勤務税理士の苦悩10。会計事務所の手書き文化に必要性。

昨年よりAIの導入により、税理士の仕事がなくなると言われています。

真っ先に思いつく事は、伝票入力でしょう。
多くの時間を費やす作業であり、税理士事務所の経常的な収入源だったものです。

しかし、脳みそ自体はそれほど使用しないため、いわずとしれた単なる事務作業ですけれど。
以前の職場でも、今の職場でも、手書きの伝票が存在します。

個人的には、手書きの伝票は不要だと考えています。
不要というより、わざわざ手書きで起こす必要性はないように感じます。

さて、今日は会計事務所で行われる手書き作業について考えたいと思います。

手書きの伝票の不要性

誰もが思い浮かべることが出来る、あの振替伝票です。
お客さんで使っているところも。

それが何百枚となると、それだけで何だか無駄な作業ですよね。

伝票は仕訳の基本だと言われます。
というか、そう指示されました。

2007年に会計事務所へ転職した時、わざわざ手書きで伝票を起こし、それをソフトへ入力することに驚きました。

確かにそれは正しいでしょう。
経理初心者にとっては、しっかりと仕訳を起こす能力が必要ですからね。

しかし、それが「手書き」ではなく、「PCなどの電子媒体」ではいけないという理由が見当たりません。
手書きをして、入力作業をしないと間違えやすいからだめ!

とよく言われましたが、もしそうであればおそらく今の時代の会計や税理士業務に向いていないように感じます。

一生懸命手書きで1つ1つ起票して、貸借が一致した!
という人はもはやいないでしょう。

手書きの伝票についても、同様な事が言えます。
手書き自体を否定するわけではありません

ただ、現在は会計ソフトの画面上でサクサク仕訳を入力できる能力が当然です。

というか、その為のソフトですよね。

手書きをすればするほどミスが増える

仕訳を手書きで起こし、それをわざわざ入力するというのは、残念ながら無駄で間違えやすい作業をわざわざしているようなものです。
簿記を勉強したことがあるならわかると思います。

仕訳をきればきる程、間違え可能性が高くなります。
転記すれば転記するほど転記ミスの可能性が増えます。

わざわざ現金出納や通帳から預金出納を作成し、さらに振替伝票を作成するというのは、かなりの時間の消耗ですよね。
実際そういった会社はまだまだ多いのですが、普段もどかしく感じることがあります。

日常において、やはり伝票をおこす際に転記ミスを多く目にします。

掛け金や手形等があっても、今はエクセル自動取り込みを使えます。
例えそれがなくても、掛け入金や手形決済を1つ1つ伝票で起こす以外の方法はいくらでもあります。

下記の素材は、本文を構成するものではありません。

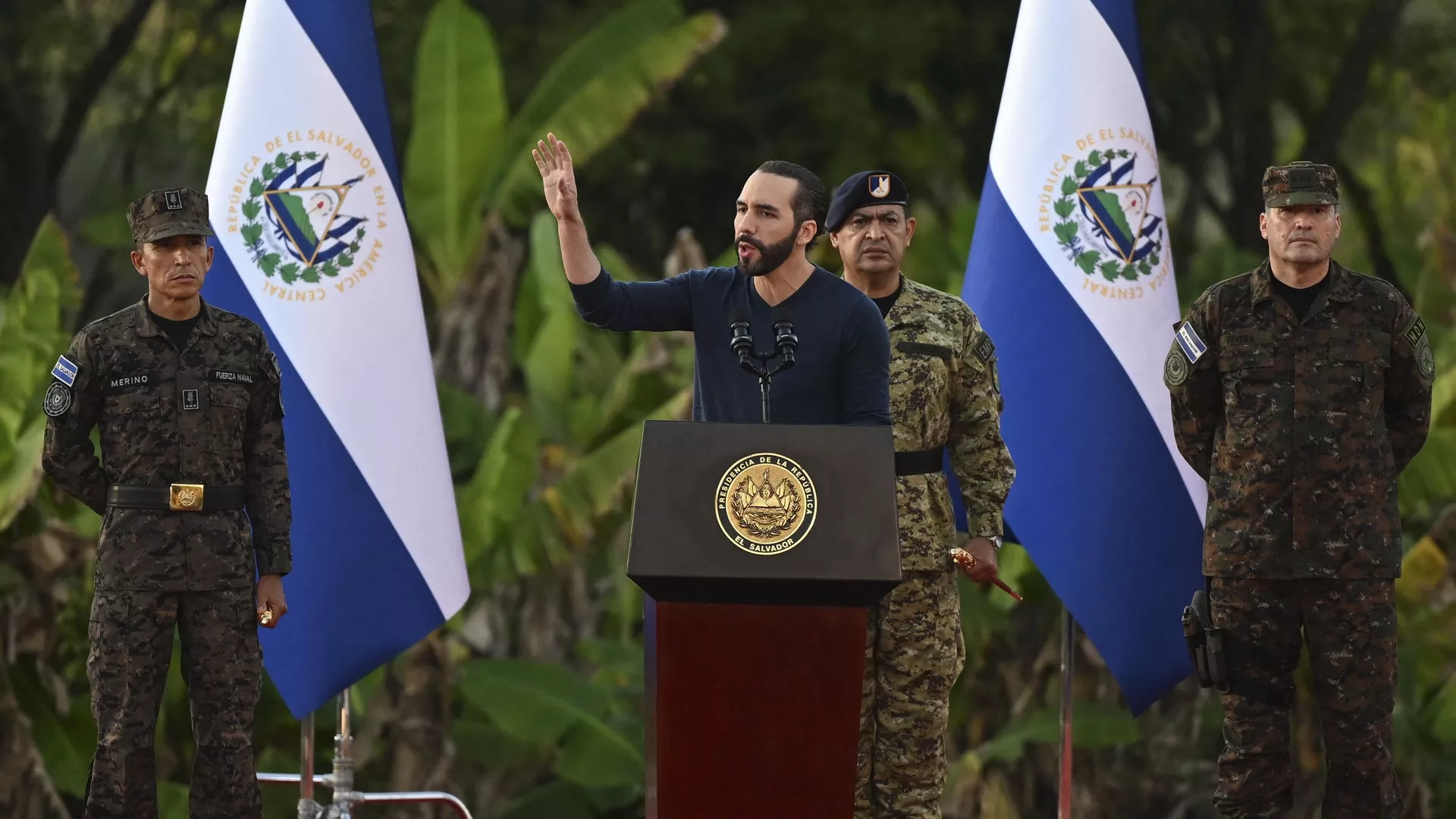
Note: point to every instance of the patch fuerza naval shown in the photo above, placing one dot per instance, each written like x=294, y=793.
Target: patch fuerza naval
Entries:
x=64, y=371
x=1193, y=346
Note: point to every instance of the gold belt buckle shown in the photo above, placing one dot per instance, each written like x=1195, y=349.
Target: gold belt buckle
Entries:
x=187, y=497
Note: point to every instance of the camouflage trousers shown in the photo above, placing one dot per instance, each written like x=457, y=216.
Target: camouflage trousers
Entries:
x=1350, y=629
x=221, y=665
x=913, y=653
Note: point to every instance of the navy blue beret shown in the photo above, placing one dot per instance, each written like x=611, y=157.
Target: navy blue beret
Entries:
x=864, y=190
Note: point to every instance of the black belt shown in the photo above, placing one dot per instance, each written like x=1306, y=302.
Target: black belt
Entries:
x=919, y=463
x=180, y=497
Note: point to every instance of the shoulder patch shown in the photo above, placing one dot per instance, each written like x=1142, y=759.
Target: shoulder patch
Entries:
x=1414, y=333
x=983, y=347
x=1193, y=346
x=64, y=371
x=1175, y=369
x=1424, y=359
x=57, y=400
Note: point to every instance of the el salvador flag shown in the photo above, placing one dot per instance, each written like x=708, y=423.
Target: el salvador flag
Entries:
x=312, y=243
x=1071, y=273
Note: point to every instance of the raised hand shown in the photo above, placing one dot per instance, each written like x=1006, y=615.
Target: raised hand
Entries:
x=558, y=178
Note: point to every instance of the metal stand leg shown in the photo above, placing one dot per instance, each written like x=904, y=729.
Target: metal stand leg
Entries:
x=1069, y=635
x=341, y=781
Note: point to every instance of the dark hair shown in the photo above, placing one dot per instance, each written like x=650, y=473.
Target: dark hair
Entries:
x=810, y=199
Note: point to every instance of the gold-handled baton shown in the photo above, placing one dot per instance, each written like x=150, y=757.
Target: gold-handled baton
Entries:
x=965, y=560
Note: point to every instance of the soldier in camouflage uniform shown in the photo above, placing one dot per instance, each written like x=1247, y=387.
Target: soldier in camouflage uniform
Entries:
x=193, y=485
x=1301, y=391
x=944, y=392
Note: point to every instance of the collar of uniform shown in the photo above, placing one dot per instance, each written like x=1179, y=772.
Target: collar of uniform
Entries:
x=906, y=311
x=206, y=322
x=1341, y=283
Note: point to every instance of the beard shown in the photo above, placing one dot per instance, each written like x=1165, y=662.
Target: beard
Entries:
x=769, y=256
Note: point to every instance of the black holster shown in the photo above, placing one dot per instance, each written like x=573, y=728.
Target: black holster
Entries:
x=1204, y=645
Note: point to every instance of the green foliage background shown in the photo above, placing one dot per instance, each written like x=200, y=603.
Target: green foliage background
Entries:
x=528, y=704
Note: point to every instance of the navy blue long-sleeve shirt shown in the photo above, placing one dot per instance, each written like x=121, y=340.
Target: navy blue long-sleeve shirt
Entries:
x=842, y=366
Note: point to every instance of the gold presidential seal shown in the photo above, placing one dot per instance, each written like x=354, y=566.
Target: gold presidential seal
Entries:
x=766, y=503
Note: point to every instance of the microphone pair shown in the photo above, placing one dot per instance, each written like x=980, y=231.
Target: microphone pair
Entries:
x=785, y=341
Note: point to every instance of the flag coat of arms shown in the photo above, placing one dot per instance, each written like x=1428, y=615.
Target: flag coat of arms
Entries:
x=312, y=243
x=1072, y=275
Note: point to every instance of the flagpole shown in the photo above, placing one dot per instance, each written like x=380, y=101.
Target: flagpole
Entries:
x=1068, y=642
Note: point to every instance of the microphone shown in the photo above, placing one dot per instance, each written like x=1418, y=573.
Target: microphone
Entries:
x=783, y=338
x=742, y=338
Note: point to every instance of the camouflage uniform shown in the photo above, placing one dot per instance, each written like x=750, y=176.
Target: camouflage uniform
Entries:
x=207, y=414
x=1301, y=428
x=944, y=391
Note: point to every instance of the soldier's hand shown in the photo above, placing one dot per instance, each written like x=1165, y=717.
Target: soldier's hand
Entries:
x=271, y=605
x=558, y=178
x=983, y=567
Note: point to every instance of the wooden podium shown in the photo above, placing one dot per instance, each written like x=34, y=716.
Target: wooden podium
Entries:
x=759, y=548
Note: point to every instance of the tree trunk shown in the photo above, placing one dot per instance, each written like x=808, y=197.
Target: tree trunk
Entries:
x=473, y=330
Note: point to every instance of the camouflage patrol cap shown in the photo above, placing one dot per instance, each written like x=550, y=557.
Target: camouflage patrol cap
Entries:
x=1301, y=183
x=168, y=212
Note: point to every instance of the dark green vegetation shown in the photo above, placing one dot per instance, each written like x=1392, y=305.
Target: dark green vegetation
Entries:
x=528, y=704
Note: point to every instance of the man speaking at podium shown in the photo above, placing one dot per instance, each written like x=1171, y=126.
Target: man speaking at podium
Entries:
x=842, y=360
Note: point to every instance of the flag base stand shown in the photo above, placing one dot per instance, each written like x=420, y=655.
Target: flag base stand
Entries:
x=1069, y=635
x=341, y=781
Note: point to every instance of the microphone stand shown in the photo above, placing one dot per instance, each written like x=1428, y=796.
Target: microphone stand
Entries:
x=785, y=346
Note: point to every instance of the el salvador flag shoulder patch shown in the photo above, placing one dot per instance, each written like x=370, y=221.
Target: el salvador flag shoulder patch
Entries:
x=1191, y=344
x=64, y=371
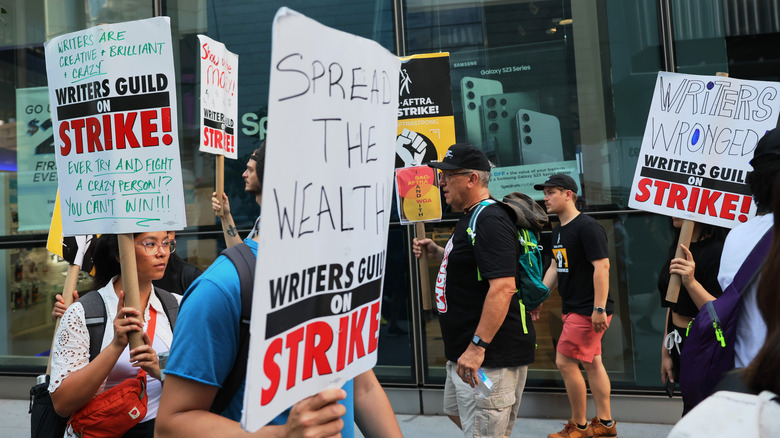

本来なら、可能な限り時間を節約し、ミスの少ない記帳方法をしたいのですが、勤め人だとなかなかそうもいきません。

昔の方法を続けてのは楽だと思います。
しかし、時代にあった処理の方法をしていくことも必要なのではないかと思います。

中小企業では、わざわざ処理方法を変えるのは足が重たいと言われます。

本当なのでしょうか?

重たくさせているのは、いち早く効率化を推進すべき会計事務所のように感じることがあります。

申告書の手書きについて

法人税の申告書についても、下書きとして手書きで行う事務所。
直接、税務ソフトに入力する事務所。

2通りあるように感じます。

どちらがベターなのかは難しいように感じます。

申告調整等が多く、別表4が2枚になるような会社。
また、組織再編などの申告書については、原理をしっかり身に着けたいと思い、僕も一度手書きで書いています。

ただ、すべての会社を手書きにすべきかどうかというと、やはり疑問に感じます。

言い方はよくありませんが、利益と所得が素直な会社であれば、わざわざ手書きにする必要があるのかと以前より感じています。

手書きで一生懸命最終値を求めるよりも、作成されたものが異常ではないかを見極める能力の方が大切に感じます。

まとめ

税理士になるためには、一定の計算能力が必要と言われています。

年配の方の税理士の頃は、そうだったのかもしれません。

ただ、もう5年も前ですが、少なくとも僕が受験していた頃はそうは感じませんでした。

以前の事務所の所長から、

「試験はスキルとしての適性試験」

とよく言われました。

言うまでもなく、そのスキルとは一生懸命計算したり、多くの法令を知っている、といったようなスキルでなように思います。